サラはロジャー・ケンブルとサラ・ウォード夫婦の11人の子供の長女だった。旅回りの劇団員だった両親は、サラが生まれる少し前に、興行のためにブレコンにやってきた。一座はここを拠点に、ウェールズとイングランドの両方で公演し、サラも子役として活躍。後にウィリアム・シドンズという役者が一座に加わり、美しいサラに求婚した。彼女の両親に反対されると、ウィリアムは恋の成就を訴える詩をブレコンの舞台で読むという挙に出た! 彼は一座を首になり、郷里の西ミッドランドに帰った。サラはウォーウィックに奉公に出され、貴夫人の小間使いとして働くことになった。

しかし、二人は1773年にコヴェントリーで結婚、7人の子供を授かった(後に別居)。
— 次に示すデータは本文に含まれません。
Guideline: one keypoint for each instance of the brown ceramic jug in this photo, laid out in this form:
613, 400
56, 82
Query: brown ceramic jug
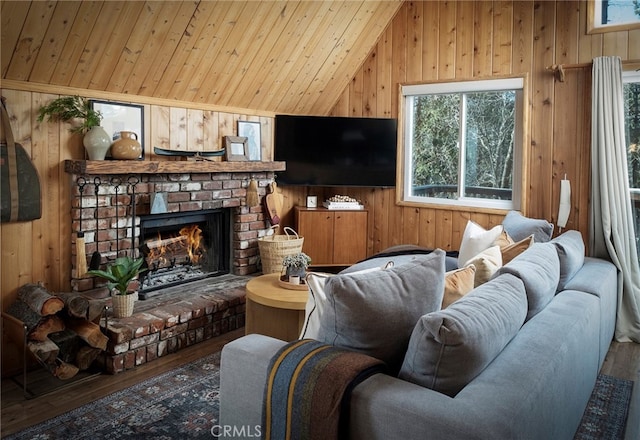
127, 147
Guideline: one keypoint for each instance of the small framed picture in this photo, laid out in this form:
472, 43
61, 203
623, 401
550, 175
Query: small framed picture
235, 148
312, 201
251, 130
119, 116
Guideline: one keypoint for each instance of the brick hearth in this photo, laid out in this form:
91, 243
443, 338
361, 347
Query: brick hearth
177, 318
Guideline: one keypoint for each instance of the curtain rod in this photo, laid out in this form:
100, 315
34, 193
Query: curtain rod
558, 69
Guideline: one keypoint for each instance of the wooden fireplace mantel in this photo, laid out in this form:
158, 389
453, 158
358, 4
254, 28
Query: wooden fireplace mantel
168, 167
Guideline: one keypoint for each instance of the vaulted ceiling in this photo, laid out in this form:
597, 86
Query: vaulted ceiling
275, 56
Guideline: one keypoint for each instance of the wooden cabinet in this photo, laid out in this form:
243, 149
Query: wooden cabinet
332, 236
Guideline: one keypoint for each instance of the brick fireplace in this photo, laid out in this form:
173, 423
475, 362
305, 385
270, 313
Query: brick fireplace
178, 315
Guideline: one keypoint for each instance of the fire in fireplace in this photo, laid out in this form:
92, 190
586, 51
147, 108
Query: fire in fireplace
183, 246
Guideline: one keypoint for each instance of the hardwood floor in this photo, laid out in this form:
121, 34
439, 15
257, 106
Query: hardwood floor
623, 360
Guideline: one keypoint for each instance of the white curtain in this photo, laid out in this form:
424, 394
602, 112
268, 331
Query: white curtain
612, 233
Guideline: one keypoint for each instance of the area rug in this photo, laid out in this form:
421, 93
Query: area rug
184, 404
180, 404
606, 414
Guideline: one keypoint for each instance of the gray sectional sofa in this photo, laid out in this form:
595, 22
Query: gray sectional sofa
516, 358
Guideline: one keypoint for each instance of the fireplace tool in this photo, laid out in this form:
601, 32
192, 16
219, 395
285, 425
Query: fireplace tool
81, 256
133, 181
96, 258
115, 181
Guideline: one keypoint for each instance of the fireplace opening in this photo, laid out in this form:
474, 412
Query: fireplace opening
182, 247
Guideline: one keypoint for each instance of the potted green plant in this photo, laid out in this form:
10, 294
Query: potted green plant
296, 265
84, 119
119, 276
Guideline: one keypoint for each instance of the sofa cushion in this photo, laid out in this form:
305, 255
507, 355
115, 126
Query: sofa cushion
571, 251
487, 264
317, 299
512, 250
374, 313
520, 227
476, 239
539, 269
450, 347
457, 283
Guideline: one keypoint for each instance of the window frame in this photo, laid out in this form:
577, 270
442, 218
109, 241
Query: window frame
518, 83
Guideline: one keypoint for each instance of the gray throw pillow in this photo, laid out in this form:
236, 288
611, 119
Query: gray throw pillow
450, 347
520, 227
375, 312
570, 247
539, 269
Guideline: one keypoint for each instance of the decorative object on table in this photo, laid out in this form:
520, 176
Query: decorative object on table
295, 267
196, 155
126, 147
20, 196
342, 202
273, 249
76, 109
121, 117
119, 276
251, 130
273, 203
236, 148
312, 201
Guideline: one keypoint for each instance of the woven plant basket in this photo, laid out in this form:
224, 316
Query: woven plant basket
123, 305
273, 249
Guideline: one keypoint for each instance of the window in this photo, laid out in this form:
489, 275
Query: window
462, 143
631, 90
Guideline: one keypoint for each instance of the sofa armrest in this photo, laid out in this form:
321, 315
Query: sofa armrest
243, 374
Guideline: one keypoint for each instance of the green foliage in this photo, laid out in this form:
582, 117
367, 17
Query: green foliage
71, 109
296, 260
489, 140
120, 273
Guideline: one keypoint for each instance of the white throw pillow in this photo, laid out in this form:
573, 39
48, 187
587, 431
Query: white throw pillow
475, 240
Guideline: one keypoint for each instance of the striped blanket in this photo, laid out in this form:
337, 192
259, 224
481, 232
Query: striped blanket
308, 390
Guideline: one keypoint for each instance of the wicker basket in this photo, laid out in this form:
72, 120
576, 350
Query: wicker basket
273, 249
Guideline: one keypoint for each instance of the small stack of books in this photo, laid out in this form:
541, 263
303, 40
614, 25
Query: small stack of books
342, 202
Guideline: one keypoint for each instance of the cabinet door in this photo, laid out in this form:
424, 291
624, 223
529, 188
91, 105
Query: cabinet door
317, 229
350, 237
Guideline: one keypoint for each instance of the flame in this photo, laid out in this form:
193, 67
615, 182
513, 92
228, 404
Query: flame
163, 250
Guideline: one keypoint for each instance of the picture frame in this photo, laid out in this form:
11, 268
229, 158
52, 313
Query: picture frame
619, 20
251, 130
236, 148
120, 116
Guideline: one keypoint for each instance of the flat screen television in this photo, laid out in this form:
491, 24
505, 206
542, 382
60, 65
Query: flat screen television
336, 151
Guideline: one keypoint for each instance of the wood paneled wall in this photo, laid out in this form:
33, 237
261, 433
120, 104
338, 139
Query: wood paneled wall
443, 40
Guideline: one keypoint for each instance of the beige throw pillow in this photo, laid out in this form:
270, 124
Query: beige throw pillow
475, 240
487, 263
457, 283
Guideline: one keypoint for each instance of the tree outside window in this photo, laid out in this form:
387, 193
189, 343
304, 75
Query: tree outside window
463, 143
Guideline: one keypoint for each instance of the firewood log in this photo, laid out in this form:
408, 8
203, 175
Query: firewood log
40, 300
75, 305
38, 327
89, 333
45, 351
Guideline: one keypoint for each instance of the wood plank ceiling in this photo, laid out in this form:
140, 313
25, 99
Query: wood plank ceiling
276, 56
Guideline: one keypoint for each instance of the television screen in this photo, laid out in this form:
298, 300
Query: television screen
336, 151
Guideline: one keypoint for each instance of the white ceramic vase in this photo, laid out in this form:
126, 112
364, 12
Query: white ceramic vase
97, 142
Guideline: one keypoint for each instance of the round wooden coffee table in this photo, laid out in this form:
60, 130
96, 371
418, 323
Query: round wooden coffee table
273, 310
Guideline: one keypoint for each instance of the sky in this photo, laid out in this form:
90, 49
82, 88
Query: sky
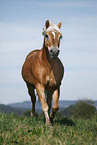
21, 24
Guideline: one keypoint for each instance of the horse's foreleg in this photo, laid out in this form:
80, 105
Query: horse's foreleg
33, 97
55, 103
40, 91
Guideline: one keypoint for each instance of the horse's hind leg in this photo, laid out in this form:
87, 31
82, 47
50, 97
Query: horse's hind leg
33, 97
49, 100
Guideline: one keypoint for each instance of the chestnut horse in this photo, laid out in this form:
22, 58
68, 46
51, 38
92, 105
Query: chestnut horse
43, 71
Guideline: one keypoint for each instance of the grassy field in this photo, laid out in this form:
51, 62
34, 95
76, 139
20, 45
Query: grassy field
27, 131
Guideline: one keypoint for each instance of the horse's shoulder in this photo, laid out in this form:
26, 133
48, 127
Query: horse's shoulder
32, 53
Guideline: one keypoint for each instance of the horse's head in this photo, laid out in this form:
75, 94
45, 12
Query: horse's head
52, 36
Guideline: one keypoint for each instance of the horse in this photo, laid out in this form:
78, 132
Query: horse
43, 71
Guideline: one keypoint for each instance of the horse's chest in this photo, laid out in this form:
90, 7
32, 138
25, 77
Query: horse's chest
51, 80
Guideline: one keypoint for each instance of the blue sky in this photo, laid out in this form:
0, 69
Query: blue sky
21, 24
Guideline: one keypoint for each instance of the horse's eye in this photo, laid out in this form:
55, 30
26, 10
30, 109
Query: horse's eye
60, 37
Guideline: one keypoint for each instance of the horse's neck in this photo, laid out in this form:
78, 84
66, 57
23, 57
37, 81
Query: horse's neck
45, 54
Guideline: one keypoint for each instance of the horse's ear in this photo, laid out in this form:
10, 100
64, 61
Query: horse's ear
47, 24
59, 25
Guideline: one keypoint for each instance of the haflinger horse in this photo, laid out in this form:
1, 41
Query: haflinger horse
43, 71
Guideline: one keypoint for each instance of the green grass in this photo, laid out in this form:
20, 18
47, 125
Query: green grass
27, 131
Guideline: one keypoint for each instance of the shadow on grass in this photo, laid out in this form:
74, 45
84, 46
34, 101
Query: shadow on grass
64, 121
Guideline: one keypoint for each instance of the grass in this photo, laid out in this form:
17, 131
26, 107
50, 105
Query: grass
27, 131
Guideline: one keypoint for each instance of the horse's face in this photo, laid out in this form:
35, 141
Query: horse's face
52, 37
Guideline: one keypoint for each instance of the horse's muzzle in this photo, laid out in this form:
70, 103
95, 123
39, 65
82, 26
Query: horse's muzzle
54, 53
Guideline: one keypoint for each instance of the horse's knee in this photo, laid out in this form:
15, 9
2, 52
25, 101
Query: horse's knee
54, 110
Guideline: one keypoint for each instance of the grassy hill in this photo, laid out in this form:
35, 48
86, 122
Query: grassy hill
27, 131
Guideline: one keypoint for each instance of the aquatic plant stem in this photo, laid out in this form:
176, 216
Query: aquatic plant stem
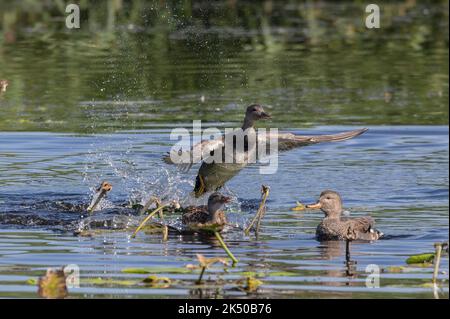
146, 219
437, 261
225, 247
260, 213
199, 280
97, 200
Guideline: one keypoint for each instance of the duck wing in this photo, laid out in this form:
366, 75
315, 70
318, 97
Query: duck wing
200, 151
288, 141
362, 228
195, 214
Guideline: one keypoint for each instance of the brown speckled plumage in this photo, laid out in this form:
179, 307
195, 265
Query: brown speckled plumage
335, 227
210, 214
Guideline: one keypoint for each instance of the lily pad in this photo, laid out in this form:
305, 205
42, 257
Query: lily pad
157, 282
299, 207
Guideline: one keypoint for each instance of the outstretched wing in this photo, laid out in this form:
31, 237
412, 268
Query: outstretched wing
197, 153
288, 141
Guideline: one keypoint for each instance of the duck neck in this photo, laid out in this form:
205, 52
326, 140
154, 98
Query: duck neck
248, 123
335, 214
215, 216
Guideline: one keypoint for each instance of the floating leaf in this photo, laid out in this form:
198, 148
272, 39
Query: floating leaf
32, 281
249, 284
282, 274
157, 282
109, 282
206, 262
299, 207
394, 269
420, 259
53, 284
156, 270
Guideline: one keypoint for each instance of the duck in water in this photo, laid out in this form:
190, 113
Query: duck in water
335, 227
214, 173
209, 215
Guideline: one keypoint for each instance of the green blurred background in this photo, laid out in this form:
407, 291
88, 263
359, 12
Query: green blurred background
145, 64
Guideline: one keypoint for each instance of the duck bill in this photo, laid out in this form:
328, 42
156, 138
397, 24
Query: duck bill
265, 116
317, 205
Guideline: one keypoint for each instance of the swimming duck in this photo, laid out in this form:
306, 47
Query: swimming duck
3, 85
211, 214
212, 175
335, 227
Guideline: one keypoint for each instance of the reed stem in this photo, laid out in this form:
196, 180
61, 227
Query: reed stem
225, 247
146, 219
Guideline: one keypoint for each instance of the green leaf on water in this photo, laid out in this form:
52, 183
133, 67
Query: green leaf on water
157, 282
32, 281
420, 259
109, 282
156, 270
282, 274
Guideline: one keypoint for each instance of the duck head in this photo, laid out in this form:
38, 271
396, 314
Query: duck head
254, 113
329, 202
216, 202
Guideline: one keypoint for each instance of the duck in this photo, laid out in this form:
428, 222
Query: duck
335, 227
212, 174
211, 214
3, 85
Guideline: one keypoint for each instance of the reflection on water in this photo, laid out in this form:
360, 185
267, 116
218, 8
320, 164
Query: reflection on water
111, 92
399, 175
1775年、サラはロンドンの演劇界に入り、1780年代には英国きっての悲劇女優になっていた。シェークスピアの戯曲で、特にマクベス夫人役で伝説的な成功をおさめた。ウィンザー城やバッキンガム・ハウスで、国王や王妃のためにプライベート・リーディングも行なった。キャリアの最盛期には、5000ポンドもの年収を得ていたーーー当時としては破格の金額だ。サー・ジョシュア・レノルズら著名な画家が、彼女の肖像画をきそって描いている。

サラは小説家・詩人であった妹のアン・オヴ・スウォンジーに年金を与えて援助しているが、ロンドンから少なくとも150マイル離れた所に住むという条件をだしていた! 「シドンズ夫人の妹」の貧困と奇行の評判がサラを悩ませていたからだ。
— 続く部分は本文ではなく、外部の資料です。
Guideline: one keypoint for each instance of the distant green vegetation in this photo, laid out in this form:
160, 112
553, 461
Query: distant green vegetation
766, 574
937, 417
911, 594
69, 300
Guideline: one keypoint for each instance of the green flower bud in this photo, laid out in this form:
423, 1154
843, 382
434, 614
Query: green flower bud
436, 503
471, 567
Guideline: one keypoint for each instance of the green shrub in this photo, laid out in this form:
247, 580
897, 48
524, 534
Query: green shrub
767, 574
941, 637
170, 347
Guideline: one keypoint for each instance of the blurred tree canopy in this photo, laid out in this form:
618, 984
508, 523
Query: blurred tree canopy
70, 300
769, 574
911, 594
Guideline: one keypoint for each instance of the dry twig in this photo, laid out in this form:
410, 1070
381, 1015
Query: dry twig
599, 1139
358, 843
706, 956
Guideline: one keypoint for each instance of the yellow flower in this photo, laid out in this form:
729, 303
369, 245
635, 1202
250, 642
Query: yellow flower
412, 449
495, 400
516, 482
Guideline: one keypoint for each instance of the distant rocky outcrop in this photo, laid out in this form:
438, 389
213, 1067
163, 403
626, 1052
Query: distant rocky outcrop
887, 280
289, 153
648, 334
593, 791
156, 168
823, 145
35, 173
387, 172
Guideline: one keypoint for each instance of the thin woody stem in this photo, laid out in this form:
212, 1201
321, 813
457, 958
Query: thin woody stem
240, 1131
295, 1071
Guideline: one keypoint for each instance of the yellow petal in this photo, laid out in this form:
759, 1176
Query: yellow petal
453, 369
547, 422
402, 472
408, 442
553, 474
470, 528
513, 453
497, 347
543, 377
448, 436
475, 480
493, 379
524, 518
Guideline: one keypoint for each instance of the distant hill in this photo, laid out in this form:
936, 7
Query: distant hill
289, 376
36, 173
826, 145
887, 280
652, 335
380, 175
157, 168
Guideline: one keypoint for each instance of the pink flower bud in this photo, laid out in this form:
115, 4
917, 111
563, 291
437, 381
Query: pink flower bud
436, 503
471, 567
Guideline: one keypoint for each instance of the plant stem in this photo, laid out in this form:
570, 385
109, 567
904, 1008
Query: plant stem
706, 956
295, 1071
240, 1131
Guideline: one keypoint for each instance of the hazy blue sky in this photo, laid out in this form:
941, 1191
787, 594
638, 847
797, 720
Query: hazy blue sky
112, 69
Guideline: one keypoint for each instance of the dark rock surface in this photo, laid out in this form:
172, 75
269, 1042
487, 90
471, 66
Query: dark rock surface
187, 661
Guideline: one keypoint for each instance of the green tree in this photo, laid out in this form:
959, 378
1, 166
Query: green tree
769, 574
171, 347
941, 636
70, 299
サラは1812年に舞台活動から引退したが、その後もパブリック・リーディングなどは続けた。1818年頃、アベラストウィスにできた最初の劇場に出演したようである。1831年に亡くなったとき、その葬儀には5000もの人々が参列した。ウェストミンスター・アベイには、彼女の大理石の彫像が飾られている。